Os defensores de Trump argumentam que ele está blefando para pressionar a Europa a gastar mais em defesa. Mas ex-oficiais dos EUA que trabalharam de perto com Trump na OTAN durante seu mandato, incluindo um de nós (Hooker), estão convencidos de que ele se retirará da aliança se for reeleito. Trump se ressente muito dos conselheiros mais moderados que o mantiveram sob controle durante seu primeiro mandato. Se ele chegar à Casa Branca em 2025, as proteções serão retiradas.
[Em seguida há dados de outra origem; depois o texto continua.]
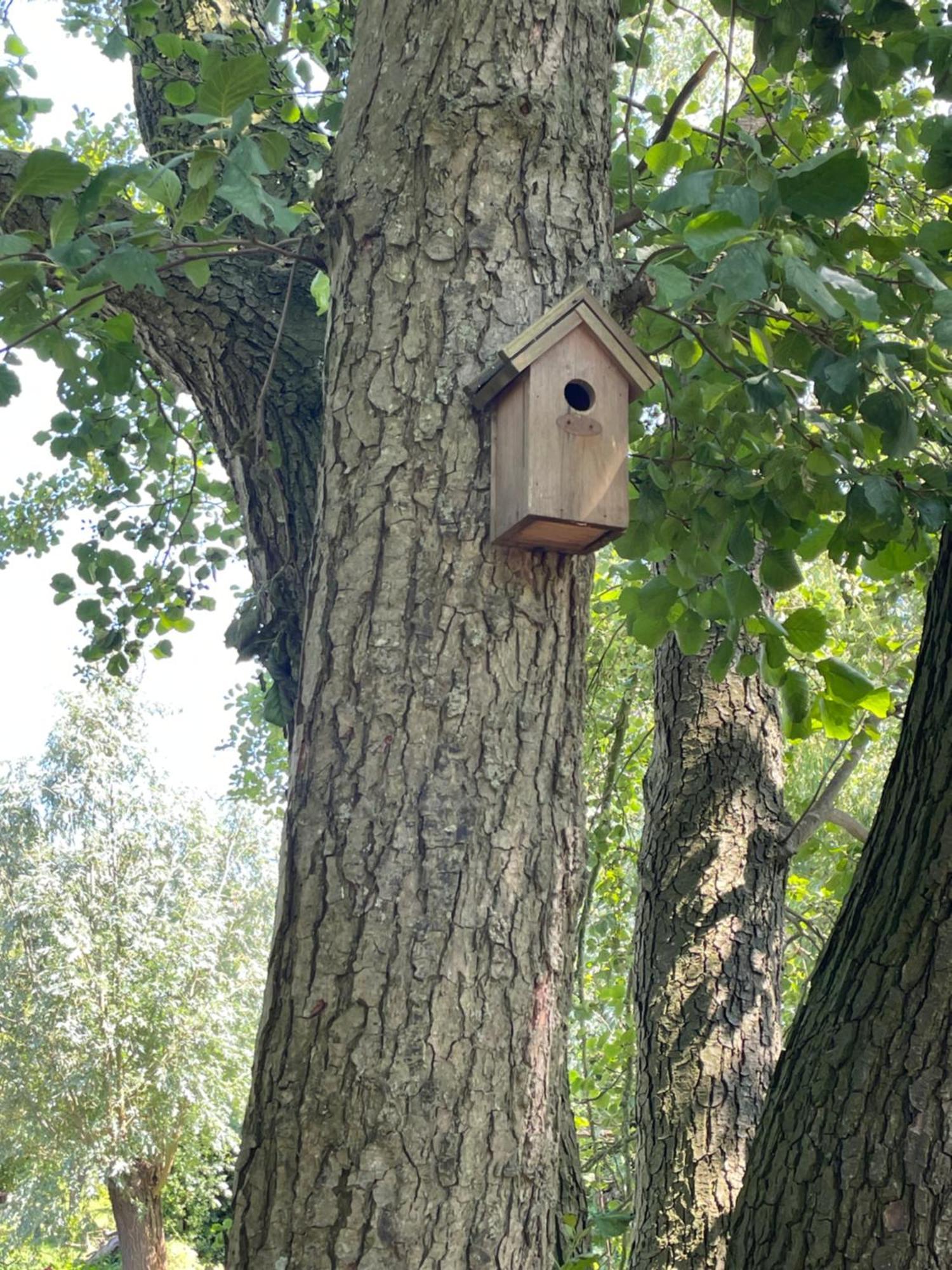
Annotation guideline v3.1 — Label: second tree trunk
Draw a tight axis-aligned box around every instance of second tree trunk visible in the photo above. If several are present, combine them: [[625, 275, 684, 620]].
[[632, 636, 788, 1270]]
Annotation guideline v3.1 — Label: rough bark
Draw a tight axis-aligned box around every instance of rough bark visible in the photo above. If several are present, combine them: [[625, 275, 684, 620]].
[[228, 0, 614, 1270], [729, 533, 952, 1270], [107, 1160, 166, 1270], [631, 638, 790, 1270]]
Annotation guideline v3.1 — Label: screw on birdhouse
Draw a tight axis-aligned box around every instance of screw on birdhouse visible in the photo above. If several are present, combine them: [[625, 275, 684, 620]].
[[470, 287, 658, 552]]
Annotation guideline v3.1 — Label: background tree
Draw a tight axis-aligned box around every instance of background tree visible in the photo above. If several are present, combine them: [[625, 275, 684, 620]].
[[0, 687, 273, 1270], [729, 535, 952, 1270]]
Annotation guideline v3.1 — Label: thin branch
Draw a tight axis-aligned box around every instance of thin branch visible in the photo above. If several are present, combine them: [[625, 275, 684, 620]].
[[715, 0, 736, 168], [781, 732, 869, 856], [255, 253, 297, 439], [826, 806, 869, 842], [635, 50, 717, 175]]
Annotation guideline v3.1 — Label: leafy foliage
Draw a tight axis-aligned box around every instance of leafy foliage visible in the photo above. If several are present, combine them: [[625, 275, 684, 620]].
[[613, 0, 952, 738], [0, 687, 274, 1250]]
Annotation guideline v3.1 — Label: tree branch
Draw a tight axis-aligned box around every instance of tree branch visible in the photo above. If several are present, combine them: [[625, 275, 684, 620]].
[[612, 51, 717, 234], [826, 806, 869, 842], [781, 732, 869, 856]]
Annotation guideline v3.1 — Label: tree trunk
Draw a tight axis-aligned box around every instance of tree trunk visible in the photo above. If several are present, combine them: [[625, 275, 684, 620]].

O Congresso dos EUA também está preocupado. Ele recentemente promulgou uma legislação para proibir um presidente de se retirar da OTAN a menos que o Congresso aprove, seja por uma votação de dois terços no Senado ou um ato de ambas as casas do Congresso. Mas Trump poderia contornar essa proibição. Ele já levantou dúvidas sobre sua disposição de honrar a cláusula de defesa mútua do Artigo 5 da OTAN. Ao reter o financiamento, retirar tropas e comandantes dos EUA da Europa e bloquear decisões importantes no Conselho do Atlântico Norte (o principal órgão deliberativo da OTAN), Trump poderia enfraquecer drasticamente a aliança sem deixá-la formalmente. Mesmo que ele não retire completamente o apoio americano, a posição atual de Trump sobre a OTAN e seu desinteresse em apoiar a Ucrânia, se adotada como política nacional, destruiria a confiança europeia na liderança e na determinação militar americanas.
EUROPA, ABANDONADA
Se Trump for reeleito e seguir seus instintos anti-OTAN, a primeira vítima seria a Ucrânia. Trump se opôs a ajuda militar adicional a Kiev e continua a bajular o presidente russo Vladimir Putin. O secretário-geral da OTAN, Jens Stoltenberg, já está tentando proteger a ajuda à Ucrânia de Trump coordenando-a sob a égide da aliança em vez do Grupo de Contato de Defesa da Ucrânia liderado pelos EUA. Se os Estados Unidos enfraquecerem ou encerrarem seu compromisso de defesa com a Europa sob Trump, os países europeus se sentirão mais vulneráveis e podem se tornar cada vez mais relutantes em enviar à Ucrânia seus próprios suprimentos militares vitais. Com cortes drásticos na ajuda, Kiev pode ser forçada a negociar um acordo desfavorável com Moscou que deixaria a Ucrânia um estado remanescente militar e economicamente vulnerável à Rússia. Se as defesas da Ucrânia entrarem em colapso, uma repressão brutal e uma russificação forçada aguardam cerca de 38 milhões de pessoas.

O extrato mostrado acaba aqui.